Громовы с живым сочувствием приняли проект Кочуева, но по наружности отнеслись к нему как к делу невозможному и рогожским послам наотрез отказали от содействия рахмановским затеям. Но они хитрили. Сергей Григорьевич о предложении московских послов сказал Алексею Великодворскому. Этот одобрил проект, но, успев в короткое время узнать вдоль и поперек и Кочуева и Рахманова с Суетиным и Окороковым, посоветовал Громовым отклонить на первое время от дела московских богачей, а Авфония Кузьмича удержать при себе. Рахманов гордился своим делом, как будто оно было уж сделано, и был неосторожен, рассказывая слишком многим старообрядцам о московском предприятии. Таким образом, благодаря его излишней разговорчивости, дело могло огласиться, как уже и огласилось было в Москве. Великодворский справедливо опасался, что таким образом намерения старообрядцев могут сделаться известными правительству, которое, конечно, примет строгие меры, чтобы уничтожить затею в самом ее начале. Для этого он и предполагал отстранить до поры до времени участие в деле московских старообрядцев и даже отклонить их от него, сказав, что искание архиерейства дело несбыточное и крайне опасное. Громовы, посоветовавшись с Григорием Дмитриевым, так и поступили: Рахманову, Окорокову и Суетину от имени всего Королёвского общества объявили решительный отказ от всякого участия в деле искания архиерейства и советовали им, чтоб они лучше вместе с партией Царского ходатайствовали о восстановлении правил 1822 года. Окорокова и Суетина тотчас же убедили Громовы, и они уехали из Петербурга. Но не так легко было убедить упрямого Рахманова. Он настаивал на своем, горячо спорил и обижался, что не хотят во всем поступить, как он хочет. К крайнему изумлению Рахманова, Кочуев, тайно уже склонившийся на сторону Великодворского, громко и решительно заговорил то же, что говорили и Громовы. Мало того, Федор Андреевич получил неприятные для его самолюбия известия из Москвы: Окороков рассказал на кладбище, как петербургские старообрядцы приняли рогожское предложение, передал все опасения Громовых и открыто пристал к Царскому. За ним последовали и другие. Все охладели к делу, за которое взялись было так горячо. Поп Иван Матвеевич молчал. Надо думать, что он был посвящен в тайные замыслы столпов Королёвского общества, подобно конторщику Синицыну, которому обо всем сообщил Кочуев. Таким образом дело, по-видимому, рушилось окончательно, но оно только начиналось.

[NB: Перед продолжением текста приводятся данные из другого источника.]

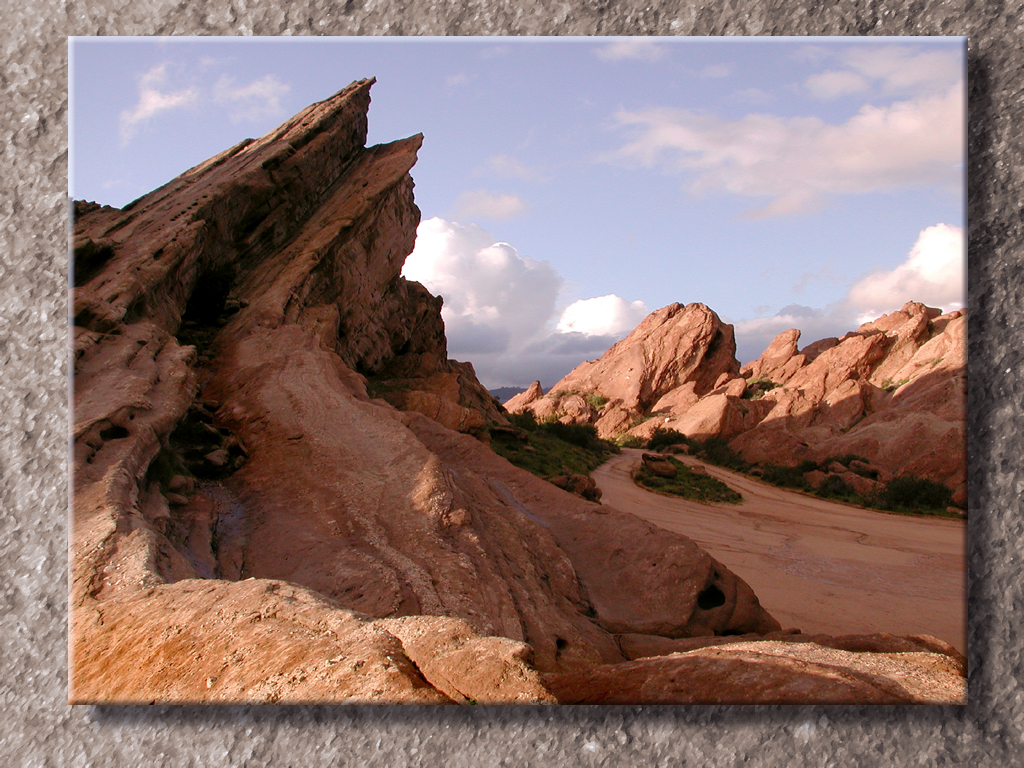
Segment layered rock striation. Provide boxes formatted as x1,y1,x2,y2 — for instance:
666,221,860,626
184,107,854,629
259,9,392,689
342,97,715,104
506,301,967,506
70,81,959,702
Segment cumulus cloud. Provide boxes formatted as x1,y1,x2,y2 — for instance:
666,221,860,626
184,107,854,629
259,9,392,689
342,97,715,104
735,224,967,362
594,37,666,61
121,62,199,144
804,71,868,100
700,63,732,80
402,217,647,387
843,45,964,93
213,75,290,123
555,294,648,338
603,86,965,217
402,217,562,354
847,224,967,319
455,189,526,221
477,155,547,181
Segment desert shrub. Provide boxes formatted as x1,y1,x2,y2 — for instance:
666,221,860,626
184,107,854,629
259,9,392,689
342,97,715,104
797,459,818,474
509,411,538,432
814,475,856,499
761,464,808,488
490,412,618,477
633,458,743,504
542,421,603,451
647,427,690,451
690,437,751,472
615,434,644,447
821,454,870,469
880,475,952,510
741,379,778,400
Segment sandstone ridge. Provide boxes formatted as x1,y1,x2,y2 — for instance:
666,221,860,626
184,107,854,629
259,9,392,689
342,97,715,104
506,301,967,507
70,81,963,702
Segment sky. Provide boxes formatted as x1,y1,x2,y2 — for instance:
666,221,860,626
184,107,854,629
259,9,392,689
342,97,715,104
70,37,967,389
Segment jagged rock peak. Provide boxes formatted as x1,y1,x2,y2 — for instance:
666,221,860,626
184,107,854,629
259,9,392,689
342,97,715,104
523,303,739,437
505,381,544,414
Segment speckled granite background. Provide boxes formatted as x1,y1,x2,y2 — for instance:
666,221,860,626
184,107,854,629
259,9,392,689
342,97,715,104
0,0,1024,768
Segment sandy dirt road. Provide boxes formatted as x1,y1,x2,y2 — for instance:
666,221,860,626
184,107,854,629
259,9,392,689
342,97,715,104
592,450,967,652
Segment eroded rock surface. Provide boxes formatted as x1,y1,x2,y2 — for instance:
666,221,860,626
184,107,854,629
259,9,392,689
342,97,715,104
516,294,967,499
71,81,966,702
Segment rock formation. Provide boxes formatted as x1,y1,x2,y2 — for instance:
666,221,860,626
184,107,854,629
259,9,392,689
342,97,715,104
730,302,967,506
506,304,739,437
506,301,967,506
70,81,962,702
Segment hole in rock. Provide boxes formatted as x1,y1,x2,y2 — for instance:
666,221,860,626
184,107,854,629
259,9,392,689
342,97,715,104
697,584,725,610
99,426,129,442
178,265,234,354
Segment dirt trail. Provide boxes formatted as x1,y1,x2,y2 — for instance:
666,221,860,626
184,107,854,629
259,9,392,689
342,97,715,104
593,450,967,652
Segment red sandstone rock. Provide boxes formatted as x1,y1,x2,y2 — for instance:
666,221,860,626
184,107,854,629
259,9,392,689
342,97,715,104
70,81,952,702
527,304,739,436
505,381,544,414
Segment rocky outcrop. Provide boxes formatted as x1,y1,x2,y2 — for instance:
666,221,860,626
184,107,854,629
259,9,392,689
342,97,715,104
506,304,739,437
520,294,967,499
71,81,831,702
505,381,544,414
545,635,967,705
730,302,967,495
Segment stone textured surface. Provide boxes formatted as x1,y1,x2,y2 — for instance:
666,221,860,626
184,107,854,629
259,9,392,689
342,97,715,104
0,0,1024,766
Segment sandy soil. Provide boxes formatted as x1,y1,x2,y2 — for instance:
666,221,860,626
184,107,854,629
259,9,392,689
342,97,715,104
593,450,967,652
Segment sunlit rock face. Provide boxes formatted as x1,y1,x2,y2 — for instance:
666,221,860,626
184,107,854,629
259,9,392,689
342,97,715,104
71,81,798,702
506,301,967,506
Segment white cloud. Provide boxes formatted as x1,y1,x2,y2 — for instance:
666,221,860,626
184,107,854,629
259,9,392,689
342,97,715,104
804,71,868,101
804,45,964,100
556,294,648,337
844,46,965,93
455,189,526,221
402,217,562,354
733,88,775,104
604,86,965,217
594,37,665,61
477,155,547,181
700,63,732,80
847,224,967,321
213,75,290,123
121,62,199,144
402,217,647,387
735,224,967,362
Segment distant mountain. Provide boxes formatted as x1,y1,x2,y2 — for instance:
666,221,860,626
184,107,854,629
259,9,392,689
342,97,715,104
487,387,526,402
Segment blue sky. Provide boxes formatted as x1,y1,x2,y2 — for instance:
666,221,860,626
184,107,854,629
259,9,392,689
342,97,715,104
71,38,966,387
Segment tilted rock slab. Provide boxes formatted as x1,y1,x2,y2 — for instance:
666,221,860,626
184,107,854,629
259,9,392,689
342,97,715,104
516,303,739,437
71,81,790,702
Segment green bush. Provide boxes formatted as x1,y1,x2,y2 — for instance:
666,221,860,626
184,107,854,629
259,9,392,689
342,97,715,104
647,427,690,451
633,457,743,504
509,411,538,432
880,475,952,511
541,421,604,451
822,454,870,469
690,437,751,472
615,434,644,447
741,379,778,400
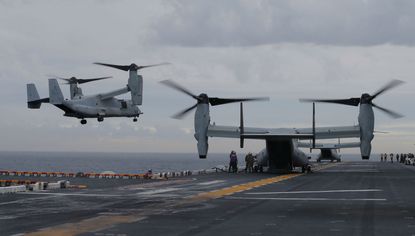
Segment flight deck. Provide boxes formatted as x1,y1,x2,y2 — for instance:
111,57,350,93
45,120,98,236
0,162,415,236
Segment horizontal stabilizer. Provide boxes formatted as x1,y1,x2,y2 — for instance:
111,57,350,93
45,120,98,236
241,133,314,140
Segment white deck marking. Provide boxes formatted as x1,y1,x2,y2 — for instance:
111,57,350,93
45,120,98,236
245,189,383,195
137,188,181,195
198,180,225,185
226,197,386,201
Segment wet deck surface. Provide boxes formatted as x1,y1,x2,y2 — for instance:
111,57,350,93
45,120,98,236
0,162,415,235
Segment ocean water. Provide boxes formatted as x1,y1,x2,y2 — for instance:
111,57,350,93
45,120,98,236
0,151,370,173
0,151,228,173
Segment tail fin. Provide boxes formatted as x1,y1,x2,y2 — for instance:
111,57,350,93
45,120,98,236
128,71,143,105
49,79,64,105
26,84,49,109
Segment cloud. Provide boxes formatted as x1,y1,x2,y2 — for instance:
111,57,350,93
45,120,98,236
154,0,415,47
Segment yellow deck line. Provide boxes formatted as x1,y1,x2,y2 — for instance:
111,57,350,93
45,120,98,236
190,163,338,201
192,174,303,200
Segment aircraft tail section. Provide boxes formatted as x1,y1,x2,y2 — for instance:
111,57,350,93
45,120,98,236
49,79,64,105
128,71,143,105
26,84,49,109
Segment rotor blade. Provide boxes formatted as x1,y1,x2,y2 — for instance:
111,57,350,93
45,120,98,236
370,79,404,101
94,62,130,71
372,102,403,119
160,80,200,101
77,76,112,84
46,74,69,80
172,103,197,119
137,62,170,70
300,98,360,106
209,97,269,106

Оскорбившийся Рахманов излил досаду на Кочуева и Кузнецова и, по обыкновению, стал «началить» их. «Куда вам, дуракам, против меня идти? Я знаю, что надо делать, вы должны меня во всем слушаться. А вы с Громовыми заодно. Что бы вы все без меня были? Только моими стараниями и успехами вы и были благополучны. Без меня вы и к ставцу лицом сесть не умеете». Кочуев с Кузнецовым о нападках «Блакого» писали на Рогожское кладбище одному из уставщиков, Петру Осиповичу Смыслову, державшемуся партии Царского. Смыслов, не подозревая хитрости Кочуева, считал его искренно перешедшим на сторону Царского и отвечал шутливым письмом, советуя вооружиться терпением и сказать напрямки Рахманову, что пора его прошла, что разумные люди взяли верх над тщеславными богачами и что в Москве всё переходит на сторону противную «Блакому».[422]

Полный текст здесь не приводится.